Их охватил осенний запах полей. Он плыл над равниной, и к нему примешивался запах конского пота и кожи. Спокойное дыхание равнины, отдавшей обильный урожай картофеля, теплый дух пашни, легкий дымок сжигаемой картофельной ботвы и тот удивительный запах, какой бывает в амбарах, когда туда свозят еще не совсем просохшее зерно, - все это говорило, что поля не замерли и на них еще кипит работа вопреки войне, вопреки всему, что связано с войной, что, казалось бы, сковало всякое движение жизни. Когда проехали еще километра два и дорога стала спускаться в лощину - бывшее русло реки, - ветер донес запах свежего сена: видно, скосили уже отаву. Уставшая от трудов, отходящая ко сну равнина посылала Анджею свое приветствие, и в этом было что-то колдовское - словно спокойная, привычная любовь приглашала его склонить голову на солому, на картофельные плети, на свекольную ботву, прижаться к земле, как к женскому телу.
Было тепло - то мягкое октябрьское тепло, какое на всем свете знает только равнина, и глубокий, красивый голос Владека как бы дополнял это тепло.

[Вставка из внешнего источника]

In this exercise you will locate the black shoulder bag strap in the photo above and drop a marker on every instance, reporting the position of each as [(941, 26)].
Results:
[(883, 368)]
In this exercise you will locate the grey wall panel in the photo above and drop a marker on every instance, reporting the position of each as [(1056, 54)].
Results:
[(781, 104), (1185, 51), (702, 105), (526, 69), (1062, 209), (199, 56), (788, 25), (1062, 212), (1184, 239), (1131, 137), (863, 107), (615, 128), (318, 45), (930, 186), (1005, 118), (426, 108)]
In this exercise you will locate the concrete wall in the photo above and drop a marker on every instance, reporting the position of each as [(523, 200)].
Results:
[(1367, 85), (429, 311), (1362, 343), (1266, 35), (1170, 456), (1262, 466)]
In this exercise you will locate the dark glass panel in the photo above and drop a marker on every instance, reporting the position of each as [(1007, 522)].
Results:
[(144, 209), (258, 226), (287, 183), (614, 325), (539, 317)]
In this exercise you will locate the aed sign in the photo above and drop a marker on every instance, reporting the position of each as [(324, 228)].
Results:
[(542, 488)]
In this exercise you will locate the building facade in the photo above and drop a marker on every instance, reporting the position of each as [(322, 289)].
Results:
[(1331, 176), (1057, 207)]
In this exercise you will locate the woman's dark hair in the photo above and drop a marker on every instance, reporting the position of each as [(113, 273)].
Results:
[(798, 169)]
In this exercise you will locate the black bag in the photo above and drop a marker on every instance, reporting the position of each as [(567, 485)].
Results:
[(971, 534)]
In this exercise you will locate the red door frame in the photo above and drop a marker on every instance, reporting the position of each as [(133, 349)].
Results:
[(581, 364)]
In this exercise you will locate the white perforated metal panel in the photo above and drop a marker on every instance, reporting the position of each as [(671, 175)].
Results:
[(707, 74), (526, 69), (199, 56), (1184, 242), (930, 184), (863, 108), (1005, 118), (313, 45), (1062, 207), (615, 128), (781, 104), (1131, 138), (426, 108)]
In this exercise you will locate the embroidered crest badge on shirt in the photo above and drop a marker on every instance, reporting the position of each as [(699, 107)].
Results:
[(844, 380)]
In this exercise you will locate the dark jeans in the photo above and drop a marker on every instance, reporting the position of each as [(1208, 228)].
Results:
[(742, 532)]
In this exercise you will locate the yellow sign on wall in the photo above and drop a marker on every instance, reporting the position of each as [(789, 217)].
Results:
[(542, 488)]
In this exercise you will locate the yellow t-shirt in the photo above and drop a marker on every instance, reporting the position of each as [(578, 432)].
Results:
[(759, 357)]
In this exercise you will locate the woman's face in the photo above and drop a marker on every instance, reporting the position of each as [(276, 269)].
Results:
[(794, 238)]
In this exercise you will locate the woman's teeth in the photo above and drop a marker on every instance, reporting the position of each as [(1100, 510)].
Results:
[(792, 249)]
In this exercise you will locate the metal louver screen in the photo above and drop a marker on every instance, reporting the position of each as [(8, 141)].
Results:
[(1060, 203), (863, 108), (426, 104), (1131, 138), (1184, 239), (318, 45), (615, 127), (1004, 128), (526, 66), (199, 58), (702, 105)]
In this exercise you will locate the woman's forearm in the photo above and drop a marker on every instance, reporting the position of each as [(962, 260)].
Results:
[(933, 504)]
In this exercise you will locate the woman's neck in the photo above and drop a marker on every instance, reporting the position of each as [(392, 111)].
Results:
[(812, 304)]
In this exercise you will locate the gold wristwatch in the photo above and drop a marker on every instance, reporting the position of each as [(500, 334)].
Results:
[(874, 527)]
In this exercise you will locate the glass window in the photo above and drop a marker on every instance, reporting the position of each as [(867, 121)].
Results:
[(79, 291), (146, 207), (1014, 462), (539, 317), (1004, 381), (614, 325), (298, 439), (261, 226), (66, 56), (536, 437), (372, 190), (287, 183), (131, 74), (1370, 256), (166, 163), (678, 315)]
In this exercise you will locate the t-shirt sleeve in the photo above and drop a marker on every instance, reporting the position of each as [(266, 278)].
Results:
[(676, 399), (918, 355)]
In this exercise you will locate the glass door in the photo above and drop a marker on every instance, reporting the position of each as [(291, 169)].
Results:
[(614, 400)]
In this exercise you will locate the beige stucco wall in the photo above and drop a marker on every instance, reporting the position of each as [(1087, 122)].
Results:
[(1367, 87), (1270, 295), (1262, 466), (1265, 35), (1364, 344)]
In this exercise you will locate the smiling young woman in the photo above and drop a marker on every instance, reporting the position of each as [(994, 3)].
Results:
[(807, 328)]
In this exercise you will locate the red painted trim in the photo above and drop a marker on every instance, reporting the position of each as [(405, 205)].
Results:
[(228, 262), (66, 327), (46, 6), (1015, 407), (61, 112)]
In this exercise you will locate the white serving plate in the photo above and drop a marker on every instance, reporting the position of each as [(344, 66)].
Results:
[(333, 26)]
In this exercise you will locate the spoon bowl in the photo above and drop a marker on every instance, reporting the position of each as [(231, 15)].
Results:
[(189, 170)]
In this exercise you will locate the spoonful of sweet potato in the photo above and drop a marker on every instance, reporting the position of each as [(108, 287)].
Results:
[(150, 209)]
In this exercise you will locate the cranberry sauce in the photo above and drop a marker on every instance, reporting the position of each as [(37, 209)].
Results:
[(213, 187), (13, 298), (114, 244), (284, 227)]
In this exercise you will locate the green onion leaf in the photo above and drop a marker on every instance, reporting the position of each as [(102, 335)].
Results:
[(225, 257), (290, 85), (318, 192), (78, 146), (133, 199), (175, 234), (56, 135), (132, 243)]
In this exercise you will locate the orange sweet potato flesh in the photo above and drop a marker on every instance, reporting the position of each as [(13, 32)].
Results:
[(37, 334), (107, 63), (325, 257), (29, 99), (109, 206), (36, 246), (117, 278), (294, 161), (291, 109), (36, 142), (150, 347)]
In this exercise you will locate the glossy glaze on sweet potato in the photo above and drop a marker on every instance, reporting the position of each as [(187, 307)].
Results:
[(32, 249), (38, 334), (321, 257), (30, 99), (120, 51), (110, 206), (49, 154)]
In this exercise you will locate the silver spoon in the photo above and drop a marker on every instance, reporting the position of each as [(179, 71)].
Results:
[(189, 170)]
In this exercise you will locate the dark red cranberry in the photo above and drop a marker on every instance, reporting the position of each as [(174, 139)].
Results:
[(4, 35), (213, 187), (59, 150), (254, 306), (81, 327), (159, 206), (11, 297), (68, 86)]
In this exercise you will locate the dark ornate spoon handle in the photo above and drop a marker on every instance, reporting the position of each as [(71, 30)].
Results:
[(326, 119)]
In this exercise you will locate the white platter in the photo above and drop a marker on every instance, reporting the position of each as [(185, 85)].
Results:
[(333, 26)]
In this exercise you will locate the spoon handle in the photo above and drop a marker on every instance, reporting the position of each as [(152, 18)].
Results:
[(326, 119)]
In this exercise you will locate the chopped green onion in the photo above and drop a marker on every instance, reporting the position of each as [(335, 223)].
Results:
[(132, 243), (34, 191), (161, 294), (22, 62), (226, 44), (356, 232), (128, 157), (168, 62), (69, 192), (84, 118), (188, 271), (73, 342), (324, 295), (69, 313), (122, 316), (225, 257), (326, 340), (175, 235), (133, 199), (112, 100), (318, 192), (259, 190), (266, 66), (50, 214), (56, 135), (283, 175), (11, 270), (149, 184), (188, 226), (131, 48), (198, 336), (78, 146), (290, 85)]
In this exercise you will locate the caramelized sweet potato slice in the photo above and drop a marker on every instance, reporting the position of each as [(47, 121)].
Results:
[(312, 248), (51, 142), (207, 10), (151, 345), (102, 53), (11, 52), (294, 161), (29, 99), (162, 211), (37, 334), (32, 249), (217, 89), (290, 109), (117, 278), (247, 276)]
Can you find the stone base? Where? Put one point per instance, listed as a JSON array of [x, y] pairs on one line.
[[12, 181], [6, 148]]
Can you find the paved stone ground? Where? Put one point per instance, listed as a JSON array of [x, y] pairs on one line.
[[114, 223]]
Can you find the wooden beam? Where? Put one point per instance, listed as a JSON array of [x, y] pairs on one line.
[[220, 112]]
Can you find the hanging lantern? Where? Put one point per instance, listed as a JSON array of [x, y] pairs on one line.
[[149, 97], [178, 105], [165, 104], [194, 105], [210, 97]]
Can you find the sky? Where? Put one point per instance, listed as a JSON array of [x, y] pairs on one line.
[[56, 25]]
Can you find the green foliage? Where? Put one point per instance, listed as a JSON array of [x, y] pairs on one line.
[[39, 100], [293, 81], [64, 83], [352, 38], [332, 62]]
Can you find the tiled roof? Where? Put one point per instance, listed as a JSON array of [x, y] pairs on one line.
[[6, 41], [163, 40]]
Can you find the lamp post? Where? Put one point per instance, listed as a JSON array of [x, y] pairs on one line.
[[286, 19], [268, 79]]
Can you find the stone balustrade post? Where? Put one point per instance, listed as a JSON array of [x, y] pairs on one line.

Ни таинственность этой ночи, ни драматический характер дела, которое им предстояло, видимо, не действовали на него. Он сказал громко и отчетливо:
- Через минуту будем у статуи. Придется подождать.

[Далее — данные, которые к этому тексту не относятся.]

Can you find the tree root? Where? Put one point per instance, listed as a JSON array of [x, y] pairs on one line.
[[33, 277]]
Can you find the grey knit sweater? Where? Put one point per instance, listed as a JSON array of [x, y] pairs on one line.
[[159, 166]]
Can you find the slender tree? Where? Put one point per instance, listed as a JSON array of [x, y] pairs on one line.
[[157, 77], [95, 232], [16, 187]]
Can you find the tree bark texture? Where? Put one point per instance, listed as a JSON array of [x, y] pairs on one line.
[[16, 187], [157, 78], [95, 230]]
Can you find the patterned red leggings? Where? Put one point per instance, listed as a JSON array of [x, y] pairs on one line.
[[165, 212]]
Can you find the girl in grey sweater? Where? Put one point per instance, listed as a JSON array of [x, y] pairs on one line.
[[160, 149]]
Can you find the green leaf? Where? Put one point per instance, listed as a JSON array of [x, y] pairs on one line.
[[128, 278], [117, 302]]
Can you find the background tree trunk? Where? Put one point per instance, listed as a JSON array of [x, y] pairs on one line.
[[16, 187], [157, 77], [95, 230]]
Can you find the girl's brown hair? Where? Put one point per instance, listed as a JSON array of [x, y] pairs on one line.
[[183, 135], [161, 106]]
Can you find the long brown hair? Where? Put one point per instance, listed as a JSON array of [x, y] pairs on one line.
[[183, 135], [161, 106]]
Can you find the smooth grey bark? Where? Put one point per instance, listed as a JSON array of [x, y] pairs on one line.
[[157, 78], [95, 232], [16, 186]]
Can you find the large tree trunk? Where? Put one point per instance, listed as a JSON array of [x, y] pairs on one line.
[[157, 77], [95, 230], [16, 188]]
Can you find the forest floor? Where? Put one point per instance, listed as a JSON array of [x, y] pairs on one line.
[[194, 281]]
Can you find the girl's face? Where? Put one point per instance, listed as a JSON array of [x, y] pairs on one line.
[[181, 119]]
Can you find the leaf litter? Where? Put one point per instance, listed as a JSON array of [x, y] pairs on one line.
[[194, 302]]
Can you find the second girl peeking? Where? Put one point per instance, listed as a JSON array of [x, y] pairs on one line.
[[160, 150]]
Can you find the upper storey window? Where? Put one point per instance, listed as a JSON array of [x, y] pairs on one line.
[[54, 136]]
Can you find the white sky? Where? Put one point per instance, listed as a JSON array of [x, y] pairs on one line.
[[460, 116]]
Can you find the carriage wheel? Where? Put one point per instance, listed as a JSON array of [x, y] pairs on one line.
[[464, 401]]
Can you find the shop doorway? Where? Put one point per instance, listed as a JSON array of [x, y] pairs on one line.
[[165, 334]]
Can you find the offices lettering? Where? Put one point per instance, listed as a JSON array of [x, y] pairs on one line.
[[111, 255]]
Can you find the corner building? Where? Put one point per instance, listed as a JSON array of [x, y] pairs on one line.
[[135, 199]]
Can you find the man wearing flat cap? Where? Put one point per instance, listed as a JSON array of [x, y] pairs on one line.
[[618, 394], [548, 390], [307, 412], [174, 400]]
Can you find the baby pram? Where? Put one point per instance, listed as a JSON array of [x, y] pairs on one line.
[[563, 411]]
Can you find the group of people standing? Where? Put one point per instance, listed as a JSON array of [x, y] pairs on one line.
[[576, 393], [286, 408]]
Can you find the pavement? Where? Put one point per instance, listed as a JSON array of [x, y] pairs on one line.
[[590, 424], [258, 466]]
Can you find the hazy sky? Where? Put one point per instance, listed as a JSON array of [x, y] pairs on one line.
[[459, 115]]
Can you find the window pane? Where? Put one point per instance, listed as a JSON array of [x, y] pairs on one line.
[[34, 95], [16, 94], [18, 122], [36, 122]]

Все произошло очень просто. Ждали, правда, долго, время тянулось бесконечно, наконец они услышали тарахтение брички. Владек наклонился к Анджею и сказал на этот раз шепотом:
- Подождем, пока проедет мимо.
Анджей отшатнулся.
- В спину я не стреляю, - сказал он громко.
Однако пришлось стрелять в спину. Ночь была не слишком темная - луна пробивалась из-за туч. Было не только слышно, но и видно приближающуюся бричку. Доехав до статуи, Валерий свернул вправо. Анджей увидел его быстро удаляющуюся фигуру в светлом пальто - Валерий оделся легко, по погоде. Анджей двинулся за ним и, проехав несколько метров, выстрелил. У него было такое чувство, будто он подошел и рубанул по спине спокойно сидевшего человека.
Лошадь Анджея забила копытами, но не двинулась с места, зато упряжка в бричке понесла. Анджей увидел, как Владек на своем породистом коне галопом промчался мимо. Слышен был грохот удаляющейся брички. И вдруг грохот умолк. Анджей изо всех сил стегал свою лошадь, но она, закусив удила, стояла как вкопанная.
- Хорошая коська, хорошая, - уговаривал Анджей, похлопывая ее по шее.
Вдали на дороге замелькал огонек. Это Владек светил себе фонариком. Наконец лошадь взяла с места, и Анджей нагнал его.
Соскочив с седла и ведя лошадь на поводу, он подошел к Владеку, который светил в лицо лежащего на земле Валерия. Тот был мертв.
- Выпал из брички, сволочь, - сказал Владек. - В Голомб направлялся, в гестапо. Торопился донести!
Анджея удивило, что Владек только сейчас понял это. Анджей смотрел в лицо мертвому Валерию так, как много раз смотрел на него живого, - с ненавистью. Большие черные глаза Ройского были открыты, но остекленевший взгляд их ничего не выражал.
- Надо столкнуть его в ров, - сказал Владек.
- Не тронь! - крикнул Анджей. - Пусть лежит.
- Так он скорее попадется на глаза.
- Все равно ведь лошадей поймают и примчатся сюда. Лучше не трогать.
- Верно. Ну так двинулись.
Они сели на лошадей. Ехали молча и неторопливо. Вдруг Владек оглянулся.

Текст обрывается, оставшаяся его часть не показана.